Im Kabelverzweiger setzt die Enso sogenannte Vectoringtechnik ein. Diese wertet die vorhandenen Kupferkabel auf, sodass auf den letzten Metern zu den Häusern und an den Häusern selbst keine Bauarbeiten nötig sind. Im Umkreis des Verzweigers ist dann schnelles Internet verfügbar, bis zu 100 MBit pro Sekunde im Download. Den Ausbau des Walddorfer Kabelverzweigers hat das Unternehmen bei der Bundesnetzagentur beantragt und eine Genehmigung erhalten. Dass sie nur den einen Kabelverzweiger in Walddorf angeschlossen hat, hat für das Unternehmen schlicht wirtschaftliche Gründe. „Wir bauen das Internet eigenwirtschaftlich aus“, erklärt Frau Kuba. Das heißt, die Enso erhält keine Fördermittel. Deshalb achtet das Unternehmen natürlich darauf, dass der Ausbau sich auch lohnt, also in dem entsprechenden Gebiet auch genügend Kunden zu erwarten sind. In diesem Falle bot sich der Ausbau an, weil die Enso direkt an das Ebersbacher Netz anknüpfen konnte, das sie ohnehin ausgebaut hatte.

Im Ortsteil Neueibau stellt die Enso bereits seit Anfang 2017 schnelles Internet zur Verfügung – ebenfalls in Teilbereichen und ist mit der Resonanz recht zufrieden. „Wir haben schon 30 Kunden in Neueibau“, sagt Frau Kuba. Inzwischen hätten sich auch einige Walddorfer bereits gemeldet und für das Internet-Angebot der Enso interessiert. Es habe sich wohl herumgesprochen, dass in einigen Straßen des Ortes jetzt schnelles Internet verfügbar ist, vermutet Frau Kuba. In dieser Woche hat die Enso nun auch Briefe an die betreffenden Haushalte in Walddorf verschickt, die das schnelle Internet vom Kabelverzweiger am Grenzweg nutzen könnten, um sie über die neue Möglichkeiten zu informieren.
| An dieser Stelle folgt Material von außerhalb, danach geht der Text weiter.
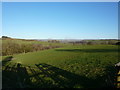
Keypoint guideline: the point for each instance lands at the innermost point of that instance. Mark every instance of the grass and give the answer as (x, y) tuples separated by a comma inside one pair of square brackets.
[(76, 66)]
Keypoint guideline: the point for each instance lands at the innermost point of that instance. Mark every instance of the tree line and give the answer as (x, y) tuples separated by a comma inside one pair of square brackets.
[(10, 48)]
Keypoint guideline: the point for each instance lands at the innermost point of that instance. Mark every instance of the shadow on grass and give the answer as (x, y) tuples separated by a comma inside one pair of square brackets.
[(89, 50), (6, 60), (44, 76)]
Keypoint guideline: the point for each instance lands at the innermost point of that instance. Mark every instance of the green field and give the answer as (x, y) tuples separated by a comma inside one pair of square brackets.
[(76, 66)]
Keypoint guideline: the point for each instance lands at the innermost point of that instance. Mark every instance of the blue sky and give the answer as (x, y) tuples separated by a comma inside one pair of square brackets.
[(62, 20)]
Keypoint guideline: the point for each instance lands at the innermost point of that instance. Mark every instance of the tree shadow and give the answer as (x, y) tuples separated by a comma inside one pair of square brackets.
[(44, 76), (6, 60), (89, 50)]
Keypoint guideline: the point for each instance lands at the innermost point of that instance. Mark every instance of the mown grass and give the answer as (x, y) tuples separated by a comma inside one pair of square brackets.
[(77, 66)]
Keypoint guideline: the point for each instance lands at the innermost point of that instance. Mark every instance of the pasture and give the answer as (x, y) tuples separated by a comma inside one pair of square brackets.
[(75, 66)]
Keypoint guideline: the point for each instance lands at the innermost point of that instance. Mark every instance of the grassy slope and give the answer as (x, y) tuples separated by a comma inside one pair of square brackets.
[(91, 61)]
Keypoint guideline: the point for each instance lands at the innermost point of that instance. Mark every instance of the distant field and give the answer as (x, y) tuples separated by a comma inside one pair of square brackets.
[(77, 66)]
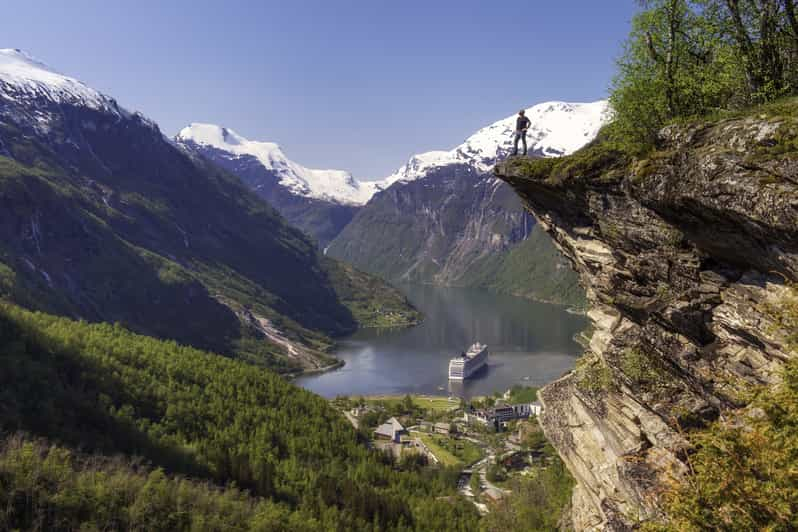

Alle anderen Walddorfer müssen sich wohl noch etwas gedulden. Marten Beckel mit seiner Firma WDSL Oberlausitz hat für die restlichen Walddorfer Kabelverzweiger den Ausbau beantragt und den Zuschlag erhalten. Das bedeutet aber auch, dass er innerhalb eines Jahres ausbauen muss. Das ist nun bald um und noch nichts ist passiert, ärgert sich Bürgermeister Michael Görke (parteilos). Marten Beckel versichert, dass er nach wie vor ausbauen möchte, noch in diesem Jahr, wie er sagt. Allerdings gebe es nun ein Problem, bei dem es bisher noch keine Einigung mit der Gemeinde gegeben habe. Beckel will das Problem nicht genau benennen. Laut Bürgermeister Görke geht es um einen Funk-Standort. Während andere Internetanbieter, wie beispielsweise die Enso, auf Glasfaserkabel setzen, arbeitet Beckel mit Richtfunk. Dazu benötigt er den besagten Standort, um das Signal bis nach Walddorf transportieren zu können. Beckel ist seinerseits verärgert, weil es zu keiner Einigung kommt, wie er den Standort weiternutzen kann.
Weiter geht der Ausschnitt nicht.